There are two studies in children which have investigated the effects of traffic at both home and school, on asthma. McConnell et al found an increased hazard ratio when combining traffic-related pollutants at school-and residential address, on new-onset asthma, compared to the independent effects . The other study by Kim et al make a reservation that the study was not designed for independent assessment of exposure at school- and residential address, and the sample size was insufficient to properly do so, but they report that they found a slight attenuation of effects on current asthma from residential traffic pollution when adding both residential and school exposure in the same model .

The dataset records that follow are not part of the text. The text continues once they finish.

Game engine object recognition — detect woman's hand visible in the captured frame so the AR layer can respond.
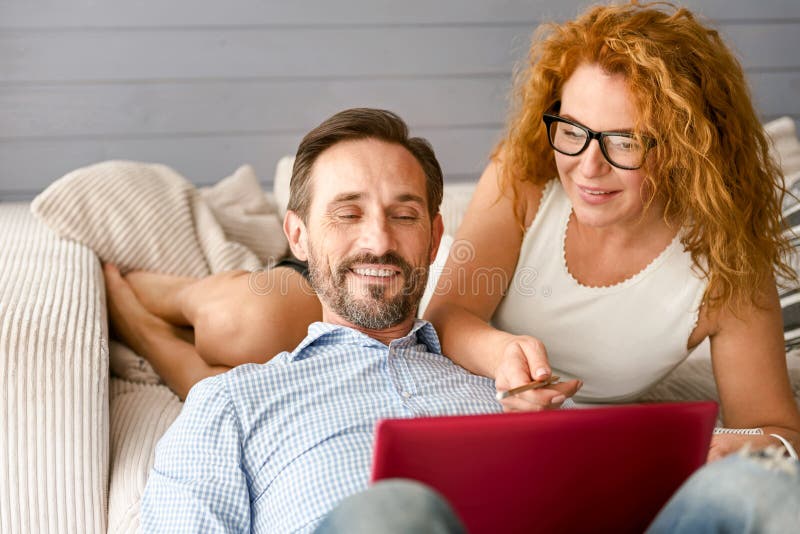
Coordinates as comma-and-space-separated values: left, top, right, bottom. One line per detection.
494, 336, 583, 412
706, 434, 783, 462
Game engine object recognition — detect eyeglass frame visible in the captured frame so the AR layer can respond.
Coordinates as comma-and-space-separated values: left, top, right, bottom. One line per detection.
542, 113, 656, 171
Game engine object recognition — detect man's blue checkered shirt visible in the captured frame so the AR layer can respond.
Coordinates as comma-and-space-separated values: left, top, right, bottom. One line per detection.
142, 321, 502, 532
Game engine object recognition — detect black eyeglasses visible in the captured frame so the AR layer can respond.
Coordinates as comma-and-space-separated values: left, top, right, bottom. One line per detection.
542, 113, 655, 170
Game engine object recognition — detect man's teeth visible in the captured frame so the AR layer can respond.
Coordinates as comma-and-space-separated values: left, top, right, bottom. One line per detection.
583, 189, 613, 195
353, 269, 394, 276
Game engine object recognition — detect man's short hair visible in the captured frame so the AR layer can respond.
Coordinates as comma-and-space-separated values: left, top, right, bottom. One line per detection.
287, 108, 444, 221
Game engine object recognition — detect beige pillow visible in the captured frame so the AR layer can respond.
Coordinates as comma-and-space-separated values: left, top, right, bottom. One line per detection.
31, 161, 288, 384
31, 161, 209, 276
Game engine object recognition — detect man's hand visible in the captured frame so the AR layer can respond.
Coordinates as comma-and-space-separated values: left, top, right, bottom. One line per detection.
706, 434, 783, 462
494, 336, 583, 412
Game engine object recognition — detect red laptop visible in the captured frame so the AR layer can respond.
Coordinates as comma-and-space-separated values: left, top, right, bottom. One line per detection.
372, 402, 717, 534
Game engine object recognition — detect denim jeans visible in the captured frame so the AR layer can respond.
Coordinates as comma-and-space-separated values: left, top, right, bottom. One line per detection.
647, 453, 800, 534
317, 453, 800, 534
315, 479, 465, 534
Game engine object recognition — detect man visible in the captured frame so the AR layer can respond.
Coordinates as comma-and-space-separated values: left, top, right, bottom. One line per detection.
106, 109, 800, 532
130, 109, 520, 532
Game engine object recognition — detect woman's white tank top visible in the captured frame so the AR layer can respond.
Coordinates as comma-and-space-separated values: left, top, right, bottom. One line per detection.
492, 180, 707, 402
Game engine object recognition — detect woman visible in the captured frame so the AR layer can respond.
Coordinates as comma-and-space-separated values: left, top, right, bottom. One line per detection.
426, 0, 800, 459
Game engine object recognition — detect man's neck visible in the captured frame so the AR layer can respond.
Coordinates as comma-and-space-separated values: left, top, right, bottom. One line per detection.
322, 309, 414, 345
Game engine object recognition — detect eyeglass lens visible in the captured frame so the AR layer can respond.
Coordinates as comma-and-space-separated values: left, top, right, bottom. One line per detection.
549, 120, 645, 168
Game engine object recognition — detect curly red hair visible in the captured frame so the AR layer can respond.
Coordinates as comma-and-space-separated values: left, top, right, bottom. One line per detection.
494, 2, 796, 309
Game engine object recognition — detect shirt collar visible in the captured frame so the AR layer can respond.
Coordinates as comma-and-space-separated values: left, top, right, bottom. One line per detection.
291, 319, 442, 361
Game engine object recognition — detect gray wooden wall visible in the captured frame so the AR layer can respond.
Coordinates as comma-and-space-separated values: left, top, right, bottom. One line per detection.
0, 0, 800, 200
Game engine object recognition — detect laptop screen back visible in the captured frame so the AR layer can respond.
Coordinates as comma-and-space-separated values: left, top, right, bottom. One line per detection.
372, 402, 717, 534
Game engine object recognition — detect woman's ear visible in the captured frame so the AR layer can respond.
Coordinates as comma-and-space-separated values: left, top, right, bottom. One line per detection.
283, 210, 308, 261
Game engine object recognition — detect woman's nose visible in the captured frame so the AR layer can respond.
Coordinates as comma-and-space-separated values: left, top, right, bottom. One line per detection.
578, 139, 611, 178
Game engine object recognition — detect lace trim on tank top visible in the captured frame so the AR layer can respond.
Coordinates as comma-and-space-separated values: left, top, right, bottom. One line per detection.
561, 205, 680, 294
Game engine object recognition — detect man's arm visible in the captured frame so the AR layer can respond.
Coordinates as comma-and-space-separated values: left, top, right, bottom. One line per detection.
142, 376, 250, 532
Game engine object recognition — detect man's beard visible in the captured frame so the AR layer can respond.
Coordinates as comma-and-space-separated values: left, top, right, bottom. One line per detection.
308, 247, 428, 330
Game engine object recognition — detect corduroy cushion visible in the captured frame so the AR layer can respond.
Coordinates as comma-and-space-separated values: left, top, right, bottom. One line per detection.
0, 204, 109, 534
31, 161, 288, 384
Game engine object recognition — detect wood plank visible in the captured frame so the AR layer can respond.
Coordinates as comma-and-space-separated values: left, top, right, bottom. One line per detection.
0, 70, 800, 139
0, 128, 500, 195
0, 0, 800, 29
0, 23, 800, 83
748, 70, 800, 120
0, 76, 510, 139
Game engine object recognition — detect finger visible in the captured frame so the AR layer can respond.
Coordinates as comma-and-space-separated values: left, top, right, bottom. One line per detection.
543, 379, 583, 397
503, 359, 533, 389
502, 379, 583, 411
519, 337, 552, 381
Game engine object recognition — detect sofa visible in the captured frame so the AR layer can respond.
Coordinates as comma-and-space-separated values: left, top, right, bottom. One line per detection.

In our study, effects at workplace address in the highest exposure categories were statistically insignificant partly because lack of power to confirm small effect estimates. Further studies in areas where high levels of air pollution is rare, should consider to strongly oversample exposed subjects in relevant exposure ranges and population groups.
However, the lack of power can not explain that the association did not get stronger for total exposure. Alhough our lack of statistically significant association with traffic at workplace address and time spent in traffic may be due to misclassification of exposure, it may also indicate that residence is still the most influential exposure determinant of traffic exposure among adults.